For the playbook on annual mortgage reviews specifically (the highest-leverage automated touch in most programs), see our annual mortgage review guide.
The compounding effect
Year one of disciplined database mining produces an extra 5-10 closings on top of normal flow. Year two doubles. Year three, the database itself has grown (more closed loans = more borrowers in the recapture pool), and the cadence is dialed in. The LOs running this program for five years compound to a place where 50%+ of their annual production comes from past borrowers, not new acquisition.
That’s the moat HBPPA just made strategic. Lenders without database discipline are now the ones paying $80-300 per opt-in cold lead. Lenders with disciplined recapture are paying $10 per high-intent past-borrower lead via credit-pull monitoring. Same close rate, dramatically different unit economics.
For the right CRM features that make this discipline practical, our 2026 buyer’s guide covers which platforms support real recapture workflow vs. which ones treat the database as a static contact list.
Common questions
How big does my database have to be for credit-pull monitoring to make sense?

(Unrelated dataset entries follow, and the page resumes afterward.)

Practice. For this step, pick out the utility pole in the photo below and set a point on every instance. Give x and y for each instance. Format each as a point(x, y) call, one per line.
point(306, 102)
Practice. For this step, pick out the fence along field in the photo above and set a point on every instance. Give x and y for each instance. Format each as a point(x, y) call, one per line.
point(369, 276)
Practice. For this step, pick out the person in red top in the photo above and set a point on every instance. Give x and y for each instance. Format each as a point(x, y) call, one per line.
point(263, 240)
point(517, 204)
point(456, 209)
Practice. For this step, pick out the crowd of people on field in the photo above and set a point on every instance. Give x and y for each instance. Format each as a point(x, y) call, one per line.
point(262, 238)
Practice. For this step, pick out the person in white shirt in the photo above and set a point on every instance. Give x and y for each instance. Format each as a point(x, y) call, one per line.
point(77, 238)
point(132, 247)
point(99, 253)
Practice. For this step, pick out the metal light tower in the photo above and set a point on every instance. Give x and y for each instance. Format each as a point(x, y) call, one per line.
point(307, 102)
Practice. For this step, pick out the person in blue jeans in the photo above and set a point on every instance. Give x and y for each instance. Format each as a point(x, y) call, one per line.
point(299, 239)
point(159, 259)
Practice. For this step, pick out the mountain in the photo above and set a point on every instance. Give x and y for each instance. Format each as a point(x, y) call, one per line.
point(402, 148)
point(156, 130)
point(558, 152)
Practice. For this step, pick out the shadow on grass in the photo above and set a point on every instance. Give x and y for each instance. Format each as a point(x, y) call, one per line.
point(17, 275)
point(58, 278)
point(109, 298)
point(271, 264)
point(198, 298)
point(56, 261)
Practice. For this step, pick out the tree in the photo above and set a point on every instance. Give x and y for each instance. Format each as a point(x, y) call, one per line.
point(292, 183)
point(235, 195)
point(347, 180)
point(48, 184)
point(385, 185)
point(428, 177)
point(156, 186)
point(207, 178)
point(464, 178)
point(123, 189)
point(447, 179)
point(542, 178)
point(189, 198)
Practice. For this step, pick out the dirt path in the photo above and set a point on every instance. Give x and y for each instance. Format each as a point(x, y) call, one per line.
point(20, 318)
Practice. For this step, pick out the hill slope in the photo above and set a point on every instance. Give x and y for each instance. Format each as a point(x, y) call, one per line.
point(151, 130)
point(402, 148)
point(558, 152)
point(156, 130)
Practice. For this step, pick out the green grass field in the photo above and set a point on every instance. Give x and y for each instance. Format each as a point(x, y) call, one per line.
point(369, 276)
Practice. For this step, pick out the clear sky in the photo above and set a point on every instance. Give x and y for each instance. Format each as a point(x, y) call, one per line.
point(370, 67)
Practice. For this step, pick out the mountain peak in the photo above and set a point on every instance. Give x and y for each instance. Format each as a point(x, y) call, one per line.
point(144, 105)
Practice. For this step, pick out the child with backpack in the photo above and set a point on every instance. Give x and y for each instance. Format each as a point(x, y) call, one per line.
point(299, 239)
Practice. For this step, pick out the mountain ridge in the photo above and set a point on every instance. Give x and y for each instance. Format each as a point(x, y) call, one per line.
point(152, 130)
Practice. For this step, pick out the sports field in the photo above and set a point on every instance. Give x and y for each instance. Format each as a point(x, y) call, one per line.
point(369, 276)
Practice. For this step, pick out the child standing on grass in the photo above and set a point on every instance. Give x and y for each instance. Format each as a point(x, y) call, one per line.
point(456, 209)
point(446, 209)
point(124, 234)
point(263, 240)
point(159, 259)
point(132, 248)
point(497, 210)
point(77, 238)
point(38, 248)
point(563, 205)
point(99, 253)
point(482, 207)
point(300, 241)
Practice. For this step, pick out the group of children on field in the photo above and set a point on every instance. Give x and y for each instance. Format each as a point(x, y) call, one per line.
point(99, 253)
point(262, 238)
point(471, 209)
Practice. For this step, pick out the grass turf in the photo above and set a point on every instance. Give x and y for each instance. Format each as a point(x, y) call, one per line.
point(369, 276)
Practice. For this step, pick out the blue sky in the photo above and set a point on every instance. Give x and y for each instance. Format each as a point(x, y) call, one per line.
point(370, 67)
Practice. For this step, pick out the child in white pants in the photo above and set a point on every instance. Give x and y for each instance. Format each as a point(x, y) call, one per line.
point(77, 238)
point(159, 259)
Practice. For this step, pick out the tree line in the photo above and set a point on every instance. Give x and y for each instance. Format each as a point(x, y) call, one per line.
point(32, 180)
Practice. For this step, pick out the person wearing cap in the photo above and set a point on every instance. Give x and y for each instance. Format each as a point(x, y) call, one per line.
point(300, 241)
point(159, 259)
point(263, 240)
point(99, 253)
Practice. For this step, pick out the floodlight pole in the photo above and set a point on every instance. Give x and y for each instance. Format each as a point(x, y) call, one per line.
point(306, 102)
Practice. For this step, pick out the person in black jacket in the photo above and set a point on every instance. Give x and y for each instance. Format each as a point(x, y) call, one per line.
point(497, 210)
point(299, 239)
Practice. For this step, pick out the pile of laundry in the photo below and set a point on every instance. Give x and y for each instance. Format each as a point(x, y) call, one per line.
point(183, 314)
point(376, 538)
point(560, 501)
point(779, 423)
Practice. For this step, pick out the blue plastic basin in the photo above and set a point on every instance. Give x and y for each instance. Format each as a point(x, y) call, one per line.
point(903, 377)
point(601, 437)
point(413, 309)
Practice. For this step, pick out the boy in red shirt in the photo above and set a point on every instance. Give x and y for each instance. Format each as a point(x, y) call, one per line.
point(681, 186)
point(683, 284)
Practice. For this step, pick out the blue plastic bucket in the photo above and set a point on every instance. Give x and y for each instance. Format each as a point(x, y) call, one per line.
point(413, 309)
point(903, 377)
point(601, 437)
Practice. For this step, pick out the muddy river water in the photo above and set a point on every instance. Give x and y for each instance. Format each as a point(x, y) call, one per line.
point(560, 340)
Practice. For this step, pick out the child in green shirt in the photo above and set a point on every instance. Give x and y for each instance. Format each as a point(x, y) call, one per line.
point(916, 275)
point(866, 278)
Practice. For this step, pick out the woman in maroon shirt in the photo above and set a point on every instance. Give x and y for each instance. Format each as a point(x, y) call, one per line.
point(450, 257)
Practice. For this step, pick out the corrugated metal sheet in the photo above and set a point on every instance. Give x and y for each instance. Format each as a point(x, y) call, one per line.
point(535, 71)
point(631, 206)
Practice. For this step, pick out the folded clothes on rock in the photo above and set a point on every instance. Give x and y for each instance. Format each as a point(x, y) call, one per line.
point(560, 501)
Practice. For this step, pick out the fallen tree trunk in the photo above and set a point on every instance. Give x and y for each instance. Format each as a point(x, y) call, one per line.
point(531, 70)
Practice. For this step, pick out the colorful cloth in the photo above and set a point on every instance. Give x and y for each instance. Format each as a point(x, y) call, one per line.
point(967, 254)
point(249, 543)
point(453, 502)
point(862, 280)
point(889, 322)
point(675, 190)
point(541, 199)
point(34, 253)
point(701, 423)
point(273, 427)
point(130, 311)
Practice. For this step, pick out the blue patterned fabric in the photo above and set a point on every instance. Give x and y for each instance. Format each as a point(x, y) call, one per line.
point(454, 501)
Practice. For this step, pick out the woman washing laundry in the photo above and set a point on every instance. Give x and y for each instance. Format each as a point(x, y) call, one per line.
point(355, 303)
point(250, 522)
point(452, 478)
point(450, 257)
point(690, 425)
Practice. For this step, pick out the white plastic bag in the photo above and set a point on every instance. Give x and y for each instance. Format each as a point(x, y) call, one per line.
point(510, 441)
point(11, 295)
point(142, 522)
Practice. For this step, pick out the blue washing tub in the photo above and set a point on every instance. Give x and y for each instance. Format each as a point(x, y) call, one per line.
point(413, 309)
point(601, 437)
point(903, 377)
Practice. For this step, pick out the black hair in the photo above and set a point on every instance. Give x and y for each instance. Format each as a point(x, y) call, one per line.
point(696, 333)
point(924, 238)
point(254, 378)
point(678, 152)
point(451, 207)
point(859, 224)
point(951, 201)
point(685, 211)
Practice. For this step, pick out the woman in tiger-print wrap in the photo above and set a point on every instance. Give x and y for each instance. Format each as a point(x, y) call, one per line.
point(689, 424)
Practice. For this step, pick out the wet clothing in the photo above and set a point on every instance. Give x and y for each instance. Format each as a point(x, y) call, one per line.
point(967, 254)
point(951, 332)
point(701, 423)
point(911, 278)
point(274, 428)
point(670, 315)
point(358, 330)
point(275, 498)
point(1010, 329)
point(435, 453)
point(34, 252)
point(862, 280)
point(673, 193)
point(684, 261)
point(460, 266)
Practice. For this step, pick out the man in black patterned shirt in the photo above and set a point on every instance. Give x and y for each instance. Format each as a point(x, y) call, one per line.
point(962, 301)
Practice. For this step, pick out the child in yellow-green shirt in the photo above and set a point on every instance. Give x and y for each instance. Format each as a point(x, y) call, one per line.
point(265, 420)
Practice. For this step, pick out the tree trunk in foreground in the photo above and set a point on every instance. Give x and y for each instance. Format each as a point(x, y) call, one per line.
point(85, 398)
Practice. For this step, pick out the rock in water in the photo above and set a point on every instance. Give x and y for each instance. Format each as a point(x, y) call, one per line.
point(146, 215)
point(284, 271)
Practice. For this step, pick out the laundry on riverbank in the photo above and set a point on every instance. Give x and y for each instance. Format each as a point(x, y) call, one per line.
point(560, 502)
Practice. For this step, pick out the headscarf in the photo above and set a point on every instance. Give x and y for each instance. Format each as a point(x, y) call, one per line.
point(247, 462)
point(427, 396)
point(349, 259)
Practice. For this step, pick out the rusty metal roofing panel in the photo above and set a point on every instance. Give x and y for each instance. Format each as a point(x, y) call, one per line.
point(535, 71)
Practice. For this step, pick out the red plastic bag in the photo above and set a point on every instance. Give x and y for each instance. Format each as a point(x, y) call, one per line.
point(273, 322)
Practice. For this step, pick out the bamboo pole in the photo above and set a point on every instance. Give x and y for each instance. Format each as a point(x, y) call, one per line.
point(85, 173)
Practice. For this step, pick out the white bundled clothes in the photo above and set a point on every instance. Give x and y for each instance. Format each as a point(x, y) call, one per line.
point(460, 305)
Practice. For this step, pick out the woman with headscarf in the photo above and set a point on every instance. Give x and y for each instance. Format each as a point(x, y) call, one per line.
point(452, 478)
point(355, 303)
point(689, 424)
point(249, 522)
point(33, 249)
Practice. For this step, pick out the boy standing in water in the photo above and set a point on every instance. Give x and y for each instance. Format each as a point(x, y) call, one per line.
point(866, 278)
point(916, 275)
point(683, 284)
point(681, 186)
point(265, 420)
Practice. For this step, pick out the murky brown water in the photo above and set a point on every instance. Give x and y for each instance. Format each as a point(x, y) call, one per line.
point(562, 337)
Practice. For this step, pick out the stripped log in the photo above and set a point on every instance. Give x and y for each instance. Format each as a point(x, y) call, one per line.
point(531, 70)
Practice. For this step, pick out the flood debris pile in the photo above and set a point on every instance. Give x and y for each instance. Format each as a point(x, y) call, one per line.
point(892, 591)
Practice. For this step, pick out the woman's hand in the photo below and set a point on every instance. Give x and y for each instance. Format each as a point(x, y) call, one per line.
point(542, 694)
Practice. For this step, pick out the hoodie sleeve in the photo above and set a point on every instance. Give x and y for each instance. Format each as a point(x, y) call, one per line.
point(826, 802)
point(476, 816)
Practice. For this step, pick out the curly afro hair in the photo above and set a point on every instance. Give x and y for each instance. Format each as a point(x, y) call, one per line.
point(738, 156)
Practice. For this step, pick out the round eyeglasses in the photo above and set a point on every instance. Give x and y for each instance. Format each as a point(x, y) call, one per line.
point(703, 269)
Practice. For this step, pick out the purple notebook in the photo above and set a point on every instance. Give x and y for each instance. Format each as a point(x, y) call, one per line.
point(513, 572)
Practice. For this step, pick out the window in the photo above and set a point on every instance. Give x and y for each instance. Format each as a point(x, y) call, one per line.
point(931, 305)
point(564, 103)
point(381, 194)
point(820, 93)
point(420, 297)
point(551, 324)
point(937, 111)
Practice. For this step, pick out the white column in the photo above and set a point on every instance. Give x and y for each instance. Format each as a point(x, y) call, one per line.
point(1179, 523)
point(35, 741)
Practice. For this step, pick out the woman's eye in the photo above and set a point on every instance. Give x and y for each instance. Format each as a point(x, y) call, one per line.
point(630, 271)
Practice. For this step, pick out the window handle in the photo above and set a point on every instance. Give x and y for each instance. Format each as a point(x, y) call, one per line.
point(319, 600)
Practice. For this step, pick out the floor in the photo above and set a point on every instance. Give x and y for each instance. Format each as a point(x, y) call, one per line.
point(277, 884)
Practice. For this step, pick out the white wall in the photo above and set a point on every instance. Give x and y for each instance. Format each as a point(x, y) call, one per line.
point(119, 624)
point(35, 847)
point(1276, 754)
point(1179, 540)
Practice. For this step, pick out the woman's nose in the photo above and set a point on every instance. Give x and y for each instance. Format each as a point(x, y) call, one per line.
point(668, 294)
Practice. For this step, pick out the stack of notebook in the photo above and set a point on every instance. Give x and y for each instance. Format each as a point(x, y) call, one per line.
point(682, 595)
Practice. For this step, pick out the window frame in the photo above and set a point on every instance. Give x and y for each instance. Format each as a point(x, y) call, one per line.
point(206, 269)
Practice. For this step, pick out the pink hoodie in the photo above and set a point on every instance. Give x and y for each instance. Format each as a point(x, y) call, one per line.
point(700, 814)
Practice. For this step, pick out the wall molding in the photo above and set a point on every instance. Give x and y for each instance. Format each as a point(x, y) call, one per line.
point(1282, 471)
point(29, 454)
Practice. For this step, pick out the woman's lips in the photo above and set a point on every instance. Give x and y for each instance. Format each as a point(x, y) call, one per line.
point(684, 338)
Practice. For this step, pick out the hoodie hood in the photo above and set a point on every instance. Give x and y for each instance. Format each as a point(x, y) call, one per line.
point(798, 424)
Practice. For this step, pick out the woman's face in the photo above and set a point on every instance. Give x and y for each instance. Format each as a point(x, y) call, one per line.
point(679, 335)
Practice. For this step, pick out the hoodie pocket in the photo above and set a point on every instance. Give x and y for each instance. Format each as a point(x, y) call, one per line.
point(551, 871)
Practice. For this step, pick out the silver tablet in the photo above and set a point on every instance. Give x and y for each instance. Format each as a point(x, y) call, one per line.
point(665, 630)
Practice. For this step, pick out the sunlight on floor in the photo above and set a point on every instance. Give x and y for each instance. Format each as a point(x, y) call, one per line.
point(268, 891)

As small as 200 contacts can produce real signal in an active rate environment. The economics scale linearly: 200 contacts at $0.10/month is $20/month, expected 1-2 hot signals per month. The unit economics work at any scale because monitoring cost is per-record, not flat.
What’s a realistic recapture rate target for a small IMB shop?
Year-one disciplined recapture program: 25-30% recapture rate. Year-three with credit-pull monitoring + structured cadence: 40-50%. The ceiling is in the 60% range for shops that retain servicing and have full borrower-portal access. Below 20% means the database isn’t being worked.
How do I handle past borrowers who’ve moved to a competitor?
Don’t write them off automatically. Recapture programs that include ex-borrowers (people who originated with you, refi’d with someone else) often surface back because the competitor relationship was transactional. Maintain quarterly contact, run rate-watch alerts, and be present when their next decision moment hits.